Back to Spark

Chapter 7: Load and Behold - Data loading, storage, file formats

python/docs/source/user_guide/loadandbehold.ipynb

4.1.13.0 KB
Original Source

Chapter 7: Load and Behold - Data loading, storage, file formats

python
!pip install pyspark==4.0.0.dev2
python
from pyspark.sql import SparkSession

spark = SparkSession \
    .builder \
    .appName("Data Loading and Storage Example") \
    .getOrCreate()

This section covers how to read and write data in various formats using PySpark. You'll learn how to load data from common file types (e.g., CSV, JSON, Parquet, ORC) and store data efficiently.

Reading Data

1.1 Reading CSV Files

CSV is one of the most common formats for data exchange. Here's how to load a CSV file into a DataFrame:

python
csv_df = spark.read.csv("../data/employees.csv", header=True, inferSchema=True)
csv_df.show()

Explanation:

  • header=True: Treats the first line as column names.
  • inferSchema=True: Automatically infers data types of columns.

1.2 Reading JSON Files

Loading JSON files is simple and allows you to handle both single-line and multi-line JSON structures:

python
json_df = spark.read.option("multiline", "true").json("../data/employees.json")
json_df.show()

Explanation:

  • multiline="true": Allows reading multi-line JSON structures.

1.3 Reading Parquet Files

Parquet is a columnar format that supports efficient data compression and encoding:

python
parquet_df = spark.read.parquet("../data/employees.parquet")
parquet_df.show()

Tip: Parquet files are highly efficient for storing data due to columnar storage and compression.

1.4 Reading ORC Files

ORC is another columnar file format, often used in Hadoop environments:

python
orc_df = spark.read.orc("../data/employees.orc")
orc_df.show()

Writing Data

2.1 Writing Data as CSV

python
csv_df.write.csv("../data/employees_out.csv", mode="overwrite", header=True)

Explanation:

  • mode="overwrite": If the directory exists, it will be replaced.
  • header=True: Writes the column names as the first line.
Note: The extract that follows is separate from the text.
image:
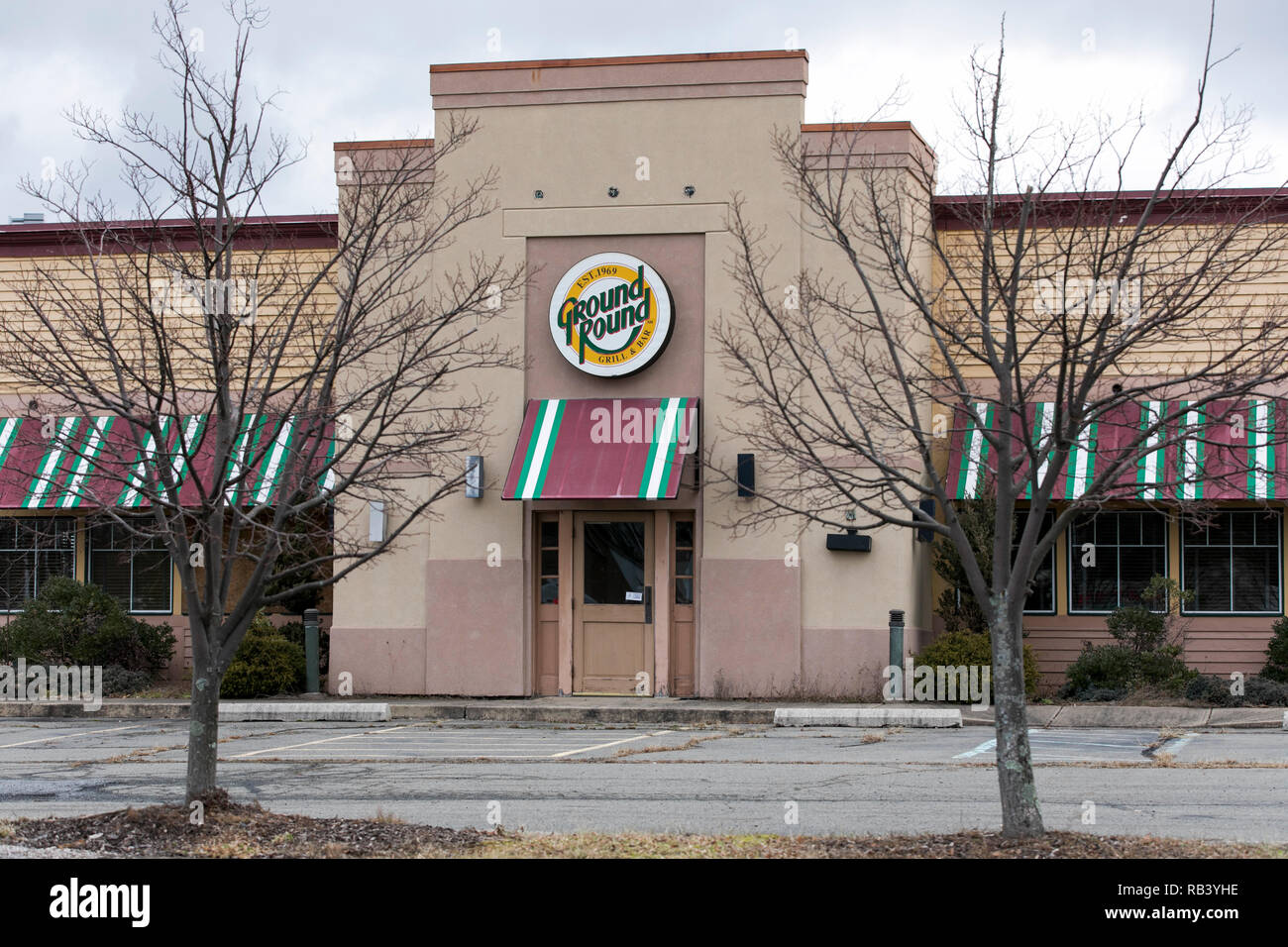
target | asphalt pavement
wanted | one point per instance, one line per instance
(1206, 784)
2.2 Writing Data as Parquet

Parquet format is recommended for large datasets:

python
parquet_df.write.parquet("../data/employees_out.parquet", mode="overwrite")

2.3 Writing Data as ORC

python
json_df.write.orc("../data/employees_out.orc", mode="overwrite")

Tip: Parquet and ORC formats are best for efficient storage and quick reads.

Additional Options and Configurations

You can customize how data is read and written by using additional options. Here are a few examples:

Custom Delimiter in CSV:

python
spark.read.option("delimiter", ";").csv("../data/employees.csv").show(truncate=False)

Handling Null Values:

python
spark.read.option("nullValue", "NULL").csv("../data/employees.csv").show(truncate=False)

Compression Options:

python
parquet_df.write.option("compression", "gzip").parquet("../data/employees_out.parquet", mode="overwrite")

See the PySpark API reference for Input/Output to check all supported functions and options.